God, I wish there were more shows like this. I absolutely adored it. I finished the final two episodes last night. I’m a fan of shows that can create intense drama and a sense of high stakes, without relying on the plot devices of crime, physical violence, zombies or some other kind of dangerous monster, or supernatural elements. (For this reason I loved Mad Men and Succession.) The characters on The Bear are brilliantly acted and the cinematography and camera work is first rate, and I think the show is a spiritual successor/adaptation of Anthony Bourdain’s The Kitchen Confidential. (I’m talking about the book - I know there was a screen adaptation of it years ago but I never watched it because I did not hear good things about it.)
The environment of a restaurant kitchen is really similar to construction work, the ball-busting banter is exactly the same, although I think the pressure in a kitchen is significantly higher.

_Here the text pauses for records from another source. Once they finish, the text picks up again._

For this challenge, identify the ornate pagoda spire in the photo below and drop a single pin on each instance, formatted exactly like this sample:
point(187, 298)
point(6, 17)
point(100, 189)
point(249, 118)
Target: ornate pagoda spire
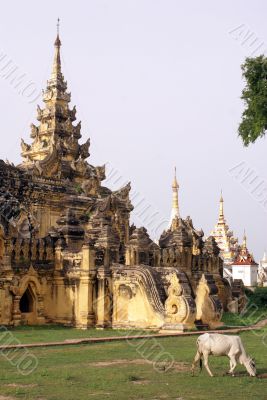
point(244, 244)
point(55, 151)
point(225, 239)
point(221, 212)
point(56, 71)
point(175, 201)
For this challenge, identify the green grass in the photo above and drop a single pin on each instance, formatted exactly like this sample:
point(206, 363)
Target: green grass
point(250, 316)
point(74, 372)
point(56, 333)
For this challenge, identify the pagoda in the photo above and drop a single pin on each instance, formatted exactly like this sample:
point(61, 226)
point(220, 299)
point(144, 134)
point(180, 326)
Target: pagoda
point(225, 239)
point(68, 254)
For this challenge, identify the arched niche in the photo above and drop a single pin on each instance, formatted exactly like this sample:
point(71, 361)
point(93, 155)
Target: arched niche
point(2, 243)
point(27, 302)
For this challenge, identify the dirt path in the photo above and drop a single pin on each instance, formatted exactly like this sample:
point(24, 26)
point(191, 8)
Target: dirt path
point(69, 342)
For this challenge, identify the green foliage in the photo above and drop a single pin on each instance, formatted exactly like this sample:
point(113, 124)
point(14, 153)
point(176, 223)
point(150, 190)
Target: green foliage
point(79, 189)
point(259, 297)
point(254, 117)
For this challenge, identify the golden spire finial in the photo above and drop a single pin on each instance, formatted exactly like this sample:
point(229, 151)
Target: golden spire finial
point(175, 202)
point(58, 42)
point(56, 72)
point(221, 214)
point(244, 240)
point(175, 184)
point(58, 24)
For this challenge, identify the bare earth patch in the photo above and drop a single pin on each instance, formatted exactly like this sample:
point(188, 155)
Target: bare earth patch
point(177, 366)
point(21, 386)
point(141, 382)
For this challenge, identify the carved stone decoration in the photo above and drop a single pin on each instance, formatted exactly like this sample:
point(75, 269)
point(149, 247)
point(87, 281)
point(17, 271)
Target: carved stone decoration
point(209, 307)
point(178, 305)
point(67, 239)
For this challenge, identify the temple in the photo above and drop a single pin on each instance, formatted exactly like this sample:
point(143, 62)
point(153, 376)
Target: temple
point(68, 254)
point(228, 244)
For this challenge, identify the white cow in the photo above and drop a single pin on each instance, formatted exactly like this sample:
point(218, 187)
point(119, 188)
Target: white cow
point(223, 345)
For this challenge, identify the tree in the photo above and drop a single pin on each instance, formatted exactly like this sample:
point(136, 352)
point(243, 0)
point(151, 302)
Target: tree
point(254, 117)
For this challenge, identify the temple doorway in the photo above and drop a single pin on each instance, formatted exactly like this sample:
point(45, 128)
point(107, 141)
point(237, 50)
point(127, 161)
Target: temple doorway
point(28, 307)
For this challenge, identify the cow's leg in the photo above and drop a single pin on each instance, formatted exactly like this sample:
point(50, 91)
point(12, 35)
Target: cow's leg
point(196, 359)
point(232, 363)
point(206, 358)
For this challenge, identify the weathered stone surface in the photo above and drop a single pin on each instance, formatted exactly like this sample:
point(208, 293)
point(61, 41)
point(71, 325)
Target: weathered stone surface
point(68, 253)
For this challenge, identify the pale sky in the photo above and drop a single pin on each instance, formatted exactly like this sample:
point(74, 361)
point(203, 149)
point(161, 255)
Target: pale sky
point(157, 83)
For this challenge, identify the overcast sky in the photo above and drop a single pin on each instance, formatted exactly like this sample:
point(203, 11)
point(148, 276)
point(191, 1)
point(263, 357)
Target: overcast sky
point(157, 83)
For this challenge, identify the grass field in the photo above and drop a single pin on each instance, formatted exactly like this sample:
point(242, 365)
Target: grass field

Actually, kitchen work basically IS construction work if you think about it, you’re just constructing a temporary product out of consumable materials rather than a permanent structure. In my experience, construction workers and restaurant cooks are typically drawn from the same exact pool of people, and many industry lifers have rotated between the two.

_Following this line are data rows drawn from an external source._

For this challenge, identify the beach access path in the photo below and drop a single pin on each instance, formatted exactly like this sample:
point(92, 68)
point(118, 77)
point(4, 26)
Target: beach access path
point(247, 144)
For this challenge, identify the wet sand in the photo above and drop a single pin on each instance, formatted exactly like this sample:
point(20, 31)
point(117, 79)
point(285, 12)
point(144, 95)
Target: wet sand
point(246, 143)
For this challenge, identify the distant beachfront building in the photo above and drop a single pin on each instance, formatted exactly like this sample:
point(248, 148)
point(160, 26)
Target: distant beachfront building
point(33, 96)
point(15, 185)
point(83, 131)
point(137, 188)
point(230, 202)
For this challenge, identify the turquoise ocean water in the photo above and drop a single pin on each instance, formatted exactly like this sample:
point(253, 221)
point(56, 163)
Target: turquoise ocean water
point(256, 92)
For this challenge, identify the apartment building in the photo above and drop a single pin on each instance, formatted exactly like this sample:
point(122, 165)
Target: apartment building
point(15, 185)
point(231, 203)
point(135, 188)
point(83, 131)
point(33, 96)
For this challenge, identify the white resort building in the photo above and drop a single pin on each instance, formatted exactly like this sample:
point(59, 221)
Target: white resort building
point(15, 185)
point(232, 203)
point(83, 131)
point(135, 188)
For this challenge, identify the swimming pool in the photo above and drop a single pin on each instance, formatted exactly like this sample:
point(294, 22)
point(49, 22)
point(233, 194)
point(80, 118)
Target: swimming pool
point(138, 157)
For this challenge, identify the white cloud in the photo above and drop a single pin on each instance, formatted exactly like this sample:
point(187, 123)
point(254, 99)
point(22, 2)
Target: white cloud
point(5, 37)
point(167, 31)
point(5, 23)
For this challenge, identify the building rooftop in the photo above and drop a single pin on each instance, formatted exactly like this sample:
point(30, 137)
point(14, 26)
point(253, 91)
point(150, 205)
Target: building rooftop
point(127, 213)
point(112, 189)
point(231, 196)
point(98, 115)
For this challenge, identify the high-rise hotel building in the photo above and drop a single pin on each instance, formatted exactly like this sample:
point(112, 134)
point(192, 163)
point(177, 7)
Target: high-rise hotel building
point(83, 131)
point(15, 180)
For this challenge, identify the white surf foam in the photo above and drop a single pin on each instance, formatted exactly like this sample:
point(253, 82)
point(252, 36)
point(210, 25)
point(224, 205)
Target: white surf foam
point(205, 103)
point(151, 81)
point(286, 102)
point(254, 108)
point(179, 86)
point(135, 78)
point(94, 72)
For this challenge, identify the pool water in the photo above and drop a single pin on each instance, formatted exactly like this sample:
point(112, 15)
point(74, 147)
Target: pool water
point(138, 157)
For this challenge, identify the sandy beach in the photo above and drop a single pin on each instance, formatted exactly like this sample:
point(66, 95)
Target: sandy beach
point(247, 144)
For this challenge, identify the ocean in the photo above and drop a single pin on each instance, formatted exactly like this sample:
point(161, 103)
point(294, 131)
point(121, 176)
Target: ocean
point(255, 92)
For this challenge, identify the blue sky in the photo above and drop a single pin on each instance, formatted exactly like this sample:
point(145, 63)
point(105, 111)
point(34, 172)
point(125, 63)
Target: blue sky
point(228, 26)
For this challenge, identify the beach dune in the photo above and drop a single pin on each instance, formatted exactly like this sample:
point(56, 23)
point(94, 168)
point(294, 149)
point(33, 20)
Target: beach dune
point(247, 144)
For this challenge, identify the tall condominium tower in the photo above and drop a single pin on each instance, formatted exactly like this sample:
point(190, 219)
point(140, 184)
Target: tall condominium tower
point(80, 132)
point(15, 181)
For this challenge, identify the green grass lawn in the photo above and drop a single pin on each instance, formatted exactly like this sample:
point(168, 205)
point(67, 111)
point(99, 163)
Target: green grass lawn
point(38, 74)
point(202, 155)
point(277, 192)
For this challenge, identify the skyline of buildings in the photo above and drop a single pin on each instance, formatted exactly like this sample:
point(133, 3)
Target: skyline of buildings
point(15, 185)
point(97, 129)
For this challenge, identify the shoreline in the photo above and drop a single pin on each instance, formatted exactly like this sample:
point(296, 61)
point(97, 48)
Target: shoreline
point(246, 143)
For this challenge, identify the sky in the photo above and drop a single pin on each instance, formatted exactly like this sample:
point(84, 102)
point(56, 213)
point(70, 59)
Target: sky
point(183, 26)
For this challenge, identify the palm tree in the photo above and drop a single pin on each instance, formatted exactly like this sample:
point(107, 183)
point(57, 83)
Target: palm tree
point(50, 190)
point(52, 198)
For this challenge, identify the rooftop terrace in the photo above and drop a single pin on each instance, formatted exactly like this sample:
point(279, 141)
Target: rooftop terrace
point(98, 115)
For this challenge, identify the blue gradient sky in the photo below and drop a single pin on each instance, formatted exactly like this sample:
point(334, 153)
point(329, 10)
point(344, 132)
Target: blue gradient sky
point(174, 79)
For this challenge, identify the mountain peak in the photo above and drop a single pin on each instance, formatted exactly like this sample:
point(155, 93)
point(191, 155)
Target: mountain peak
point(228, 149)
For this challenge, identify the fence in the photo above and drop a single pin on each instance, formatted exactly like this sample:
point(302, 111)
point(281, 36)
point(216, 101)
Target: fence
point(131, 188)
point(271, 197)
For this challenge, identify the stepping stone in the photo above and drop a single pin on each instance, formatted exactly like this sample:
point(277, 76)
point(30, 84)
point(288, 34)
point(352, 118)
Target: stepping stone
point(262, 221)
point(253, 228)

Does the series maintain the same frenetic, editing style as the first episode? I started watching it, but the format of the quick edits and camera movement was more chaotic than I like and I gave up.
I loved it! Yes, @filmore , it maintains a pretty frenetic style. For me, it felt fresh to watch a show about a kitchen that isn’t at all a show about food, but about the chaos of the kitchen.
An interesting note: the penultimate episode was a “shot all in one take” episode.
. . . felt a little too rough and incoherent. Like, ok, Mikey was stashing $300k in cash for Carmey to find. Mikey also left his brother a restaurant with $300k in debt. So, the whole cash-strapped premise was artificially created by the dead brother, who could have paid off the debt, but instead left the cash for Carmey so he could pay back the debt after 8 episodes of good TV?
It just wasn’t funny enough of a show for what was a goofball resolution to land well.
I agree that the ending was weird. For example, where did the $300,000 come from? Was the dead brother just putting aside all the money he was borrowing from the uncle? Was that money from drug deals?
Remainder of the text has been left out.